Mais alegou que, não tendo a ré restituído os veículos, a autora intentou providência cautelar pedindo a sua apreensão, visando a presente acção o reconhecimento definitivo do direito de propriedade da autora sobre os veículos.
Concluiu pedindo o reconhecimento da validade e eficácia da comunicação de resolução do contrato e a condenação da ré a entregar-lhe os veículos automóveis.
Tendo-se frustrado a citação da ré, veio a ser junta aos autos certidão de registo da ré, onde consta que, por sentença de 4/07/2014, transitada em julgado em 27/07/2014, a mesma foi declarada insolvente, tendo sido encerrado o processo por insuficiência da massa insolvente e inexistência de bens apreendidos, por decisão de 11/12/2014, transitada em julgado e inscrito, na mesma data, o cancelamento da matrícula da ré.
A autora veio então requerer a citação do sócio titular da quota unificada da ré, P…, ao abrigo dos artigos 162º e 163º do CSC, tendo sido proferido despacho que deferiu o requerido.
Igualmente frustrada a citação postal do sócio P…, requereu a autora a sua citação pessoal.
Foi então proferido despacho que considerou que a insolvência implicou a dissolução da ré, assumindo o Sr. Liquidatário Judicial a sua representação e declarou extinta a lide por inutilidade superveniente.

Inconformada, a autora interpôs recurso e alegou, formulando conclusões onde levanta as seguintes questões:
- A dissolução da ré não pode determinar a extinção da instância por inutilidade superveniente da lide nos termos do artigo 277º e) do CPC, como foi entendido pelo tribunal recorrido.

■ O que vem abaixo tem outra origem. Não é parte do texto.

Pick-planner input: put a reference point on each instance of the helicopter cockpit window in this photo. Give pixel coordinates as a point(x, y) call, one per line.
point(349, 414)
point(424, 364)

- Tal não se verifica, dado que houve substituição da pessoa colectiva pelo seu sócio, nos termos dos artigos 162º e 163º do CSC.
- A recorrente pretende com a presente acção o reconhecimento da resolução dos contratos de aluguer celebrados entre as partes e a condenação da recorrida na entrega das viaturas objecto dos contratos, que são da propriedade da recorrente.

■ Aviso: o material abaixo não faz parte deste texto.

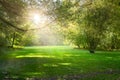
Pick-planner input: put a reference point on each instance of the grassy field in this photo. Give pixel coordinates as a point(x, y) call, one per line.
point(59, 63)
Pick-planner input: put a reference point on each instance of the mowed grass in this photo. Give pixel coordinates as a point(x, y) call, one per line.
point(56, 61)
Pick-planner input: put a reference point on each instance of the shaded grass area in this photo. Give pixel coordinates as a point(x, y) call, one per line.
point(57, 61)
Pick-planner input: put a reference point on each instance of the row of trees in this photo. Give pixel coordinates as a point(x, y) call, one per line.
point(91, 24)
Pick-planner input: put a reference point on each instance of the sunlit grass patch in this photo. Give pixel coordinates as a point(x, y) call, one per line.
point(48, 61)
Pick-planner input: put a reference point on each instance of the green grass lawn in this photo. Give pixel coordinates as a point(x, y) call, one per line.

- Não pode o direito da recorrente ficar desprovido de tutela, devido à dissolução da pessoa colectiva, pois continua a existir a possibilidade de as viaturas serem localizadas e a única forma de o recorrente poder proceder com a apreensão e recuperá-las é através de sentença que reconheça a resolução dos contratos e a consequente obrigação de restituição das mesmas à legítima proprietária.
- A decisão recorrida deve ser revogada, por violar o disposto nos artigos 151º nº8, 160º nº2, 162º nºs 1 e 3 e 163º nº1 do CSC e ser substituída por outra que ordene o prosseguimento dos autos e a citação edital da ré na pessoa do seu sócio.

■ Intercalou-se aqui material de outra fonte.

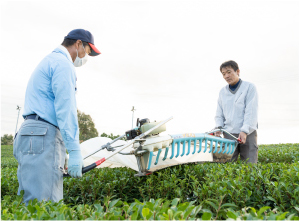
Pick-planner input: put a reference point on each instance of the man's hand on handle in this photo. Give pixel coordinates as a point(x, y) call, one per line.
point(242, 137)
point(75, 164)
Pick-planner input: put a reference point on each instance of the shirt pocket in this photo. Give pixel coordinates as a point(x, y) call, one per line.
point(32, 140)
point(240, 105)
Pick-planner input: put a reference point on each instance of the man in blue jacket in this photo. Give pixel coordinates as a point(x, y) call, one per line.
point(237, 112)
point(51, 124)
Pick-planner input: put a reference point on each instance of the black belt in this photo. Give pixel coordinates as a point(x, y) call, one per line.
point(33, 116)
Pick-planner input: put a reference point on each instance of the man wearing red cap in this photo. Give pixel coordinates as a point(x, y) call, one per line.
point(51, 124)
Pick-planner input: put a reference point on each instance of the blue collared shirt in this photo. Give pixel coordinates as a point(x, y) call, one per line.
point(50, 94)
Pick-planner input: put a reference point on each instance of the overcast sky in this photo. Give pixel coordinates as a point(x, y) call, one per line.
point(162, 57)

Não há contra-alegações e o recurso foi admitido como apelação com subida imediata e efeito devolutivo.
A questão a decidir é a de saber se após a extinção da sociedade ré, apurada na pendência da acção, os autos deverão prosseguir com a citação do seu sócio.

FACTOS.
Os factos a atender são os que resultam do relatório do presente acórdão.

ENQUADRAMENTO JURÍDICO.
Com a presente acção, a autora pede que seja reconhecida a validade e eficácia da comunicação feita à ré de resolução de um contrato de aluguer de veículos que ambas celebraram e a condenação da ré a restituir-lhe as viaturas.
Não foi possível a citação da ré, apurando-se, nas diligências respectivas, que a citanda foi declarada insolvente por sentença de Julho de 2014 transitada em julgado e que foi encerrado o processo de insolvência por decisão transitada em julgado, de Dezembro do mesmo ano, ou seja, ainda antes da propositura da presente acção.
Pretendendo a autora prosseguir os autos com a citação do sócio da ré, tal pretensão foi deferida pelo tribunal num primeiro momento, mas veio a ser indeferida posteriormente, com o fundamento de que a ré se encontra extinta por ter sido declarada insolvente, cabendo a sua representação ao administrador de insolvência, decisão esta com a qual a autora não se conforma.
É certo que, quando foi declarada a insolvência da ré, esta ficou privada, por si ou pelos seus administradores, dos poderes de administração e de disposição dos bens integrantes da massa insolvente, os quais passam a competir ao administrador de insolvência (artigo 81º do CIRE), deixando de ter utilidade a acção declarativa intentada pelo credor contra o devedor insolvente e destinada ao reconhecimento de um crédito, já que todos créditos devem ser reclamados no processo de insolvência (Acórdão de uniformização de Jurisprudência 1/2014, DR nº39, I Série, de 25/02/2014).
Contudo, a presente acção não se destina ao reconhecimento de um crédito, mas sim ao pedido de reconhecimento de resolução de um contrato e de restituição dos veículos entregues no âmbito desse contrato; por outro lado, tendo sido encerrado o processo de insolvência por insuficiência da massa insolvente (artigos 230º nº1 d) e 232º do CIRE), tal encerramento tem como consequência a cessação dos efeitos da declaração de insolvência, recuperando o devedor o direito de disposição dos seus bens e livre gestão dos negócios e deixando de ser gerida pelo administrador de insolvência (artigo 233º nº1 a) do CIRE).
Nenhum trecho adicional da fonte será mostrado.